The Environmental Protection Agency has rewritten laws to advance the Democrats’ climate change agenda. The Department of Health and Human Services has ignored the enacted text of the Affordable Care Act to do whatever it wants in healthcare. Both the Department of Labor and National Labor Relations Board have scrapped decades of labor law to implement the agenda of big labor. The Dodd-Frank law, the Democrats’ legislative Godzilla, is crushing small and community banks and other lenders. The Federal Communications Commission is imperiling the freedom of the internet. We support reinstating the Glass-Steagall Act of 1933 which prohibits commercial banks from engaging in high-risk investment. [Bolds mine]

This is sort of amusing: Officially, the Republican party now favors rebuilding the wall between commercial and investment banking, which would lead to the dismantling of the United States’ largest financial conglomerates, even though it’s still decrying just about every other regulatory decision by the Obama administration as gross overreach. We’ll see if Sanders’ fans buy it.
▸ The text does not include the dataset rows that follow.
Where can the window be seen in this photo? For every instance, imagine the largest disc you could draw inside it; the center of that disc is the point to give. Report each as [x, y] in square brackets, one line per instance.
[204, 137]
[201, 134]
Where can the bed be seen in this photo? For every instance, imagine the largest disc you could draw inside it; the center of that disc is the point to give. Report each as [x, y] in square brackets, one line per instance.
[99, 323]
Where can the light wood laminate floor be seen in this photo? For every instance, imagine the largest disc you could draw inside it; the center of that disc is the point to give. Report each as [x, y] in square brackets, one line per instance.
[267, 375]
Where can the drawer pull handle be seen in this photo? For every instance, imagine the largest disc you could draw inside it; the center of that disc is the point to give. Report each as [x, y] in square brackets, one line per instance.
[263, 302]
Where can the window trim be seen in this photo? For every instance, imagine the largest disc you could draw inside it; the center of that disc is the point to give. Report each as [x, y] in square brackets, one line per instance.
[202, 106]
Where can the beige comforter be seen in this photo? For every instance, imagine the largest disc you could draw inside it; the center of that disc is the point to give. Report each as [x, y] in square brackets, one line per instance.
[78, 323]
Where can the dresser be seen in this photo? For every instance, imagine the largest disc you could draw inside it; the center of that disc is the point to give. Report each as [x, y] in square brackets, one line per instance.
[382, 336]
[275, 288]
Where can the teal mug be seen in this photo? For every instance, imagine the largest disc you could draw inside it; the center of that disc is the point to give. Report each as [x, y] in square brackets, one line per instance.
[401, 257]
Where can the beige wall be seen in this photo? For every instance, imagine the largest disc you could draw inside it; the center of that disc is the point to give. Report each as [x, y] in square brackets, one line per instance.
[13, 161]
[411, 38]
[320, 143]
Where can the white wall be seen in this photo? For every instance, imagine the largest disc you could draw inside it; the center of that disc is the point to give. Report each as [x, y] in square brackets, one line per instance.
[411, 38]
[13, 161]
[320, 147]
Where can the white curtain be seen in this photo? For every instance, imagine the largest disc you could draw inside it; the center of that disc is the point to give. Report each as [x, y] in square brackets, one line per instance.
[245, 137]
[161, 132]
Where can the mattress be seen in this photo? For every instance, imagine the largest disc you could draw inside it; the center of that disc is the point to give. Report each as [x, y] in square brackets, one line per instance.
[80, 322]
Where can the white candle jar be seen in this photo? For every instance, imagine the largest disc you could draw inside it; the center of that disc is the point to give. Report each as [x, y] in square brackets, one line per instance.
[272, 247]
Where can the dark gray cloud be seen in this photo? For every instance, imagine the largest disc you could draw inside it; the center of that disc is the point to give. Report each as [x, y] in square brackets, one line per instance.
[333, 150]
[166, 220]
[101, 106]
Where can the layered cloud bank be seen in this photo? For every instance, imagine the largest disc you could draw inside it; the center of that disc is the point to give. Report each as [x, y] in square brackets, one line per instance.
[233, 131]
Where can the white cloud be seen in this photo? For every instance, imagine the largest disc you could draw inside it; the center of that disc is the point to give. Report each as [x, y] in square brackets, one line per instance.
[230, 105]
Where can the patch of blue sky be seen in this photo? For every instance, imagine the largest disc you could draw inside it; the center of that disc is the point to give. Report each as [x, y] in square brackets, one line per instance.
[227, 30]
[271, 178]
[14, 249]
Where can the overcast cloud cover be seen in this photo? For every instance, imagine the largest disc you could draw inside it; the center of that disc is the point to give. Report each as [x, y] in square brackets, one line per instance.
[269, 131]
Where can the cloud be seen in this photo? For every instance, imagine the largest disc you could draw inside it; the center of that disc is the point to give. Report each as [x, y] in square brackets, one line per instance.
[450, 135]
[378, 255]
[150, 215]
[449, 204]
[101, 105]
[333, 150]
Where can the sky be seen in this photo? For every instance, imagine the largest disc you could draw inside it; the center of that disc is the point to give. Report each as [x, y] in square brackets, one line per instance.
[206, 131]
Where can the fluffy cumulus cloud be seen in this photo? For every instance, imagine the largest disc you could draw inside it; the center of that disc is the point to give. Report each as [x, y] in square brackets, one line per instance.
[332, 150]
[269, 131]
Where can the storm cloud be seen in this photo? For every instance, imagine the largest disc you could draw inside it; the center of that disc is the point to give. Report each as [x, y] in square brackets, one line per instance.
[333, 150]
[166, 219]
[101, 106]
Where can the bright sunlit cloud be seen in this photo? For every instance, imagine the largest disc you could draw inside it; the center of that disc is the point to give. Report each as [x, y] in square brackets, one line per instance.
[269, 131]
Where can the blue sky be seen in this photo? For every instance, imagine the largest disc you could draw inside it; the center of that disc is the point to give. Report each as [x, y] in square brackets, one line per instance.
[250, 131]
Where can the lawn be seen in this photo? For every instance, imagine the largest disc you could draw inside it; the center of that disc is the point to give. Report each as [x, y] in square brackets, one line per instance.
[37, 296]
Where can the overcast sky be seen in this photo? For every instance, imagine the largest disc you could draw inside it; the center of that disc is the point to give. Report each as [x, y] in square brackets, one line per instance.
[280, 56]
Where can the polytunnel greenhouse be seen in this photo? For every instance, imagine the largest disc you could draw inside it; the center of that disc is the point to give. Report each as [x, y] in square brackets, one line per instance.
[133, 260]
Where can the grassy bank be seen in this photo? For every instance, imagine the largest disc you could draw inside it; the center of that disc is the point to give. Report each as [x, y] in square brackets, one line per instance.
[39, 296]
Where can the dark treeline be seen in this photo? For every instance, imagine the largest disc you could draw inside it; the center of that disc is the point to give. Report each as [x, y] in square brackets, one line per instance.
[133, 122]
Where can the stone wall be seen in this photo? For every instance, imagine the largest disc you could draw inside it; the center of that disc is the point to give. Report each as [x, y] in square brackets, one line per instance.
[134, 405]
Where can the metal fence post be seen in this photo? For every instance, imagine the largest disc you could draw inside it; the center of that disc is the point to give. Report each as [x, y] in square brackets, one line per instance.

The first five pagraphs of this story have been updated to reflect the final draft of the platform (I cut out a few “ifs”). For the sake of transparency, I’ve left the original text from the end of my article below.

***

Original: But, here’s the thing. I haven’t been able to find any sign that Manafort is telling the truth at this point. On Monday morning, Republican convention organizers handed out draft text of the platform, and the section on banking includes nothing on bringing back Glass-Steagall. Instead, it spends a lot of time calling on Congress to curtail the Consumer Financial Protection Bureau’s powers, then says:

Republicans believe that no financial institution is too big to fail. We support legislation to ensure that the problems of any financial institution can be resolved through the bankruptcy code. [Note: Dodd-Frank has this. It’s called the living will provision.] We endorse prudent regulation father banking system to ensure that FDIC-regulated banks are properly capitalized [Note: Dodd-Frank also has this] and taxpayers are protected on bailouts. We will end the government’s use of disparite impact theory in enforcing anti-discrimination laws with regard to lending.

And here’s the full section.

Note, there’s nothing in there about chopping banks down to size. It just says no financial institution, no matter how big, is too big to fail. And far as I’ve been able to glean, nothing changed between when this document was handed out and when the platform committee formally adopted it. (I tried calling the RNC to confirm, but the staff in D.C. sent me to an office line in Cleveland that got me nowhere.)

Anyway, it’s possible that Manafort knows something I don’t. Maybe Republicans really want to bring back “Wall Street’s Worst Nightmare,” as Business Insider exaggeratedly put it. Or maybe everybody he’s operating in a fog of confusion because it’s 2016 and nothing politicians or their handlers say means anything anymore. I’ll be sure to add updates as they come in.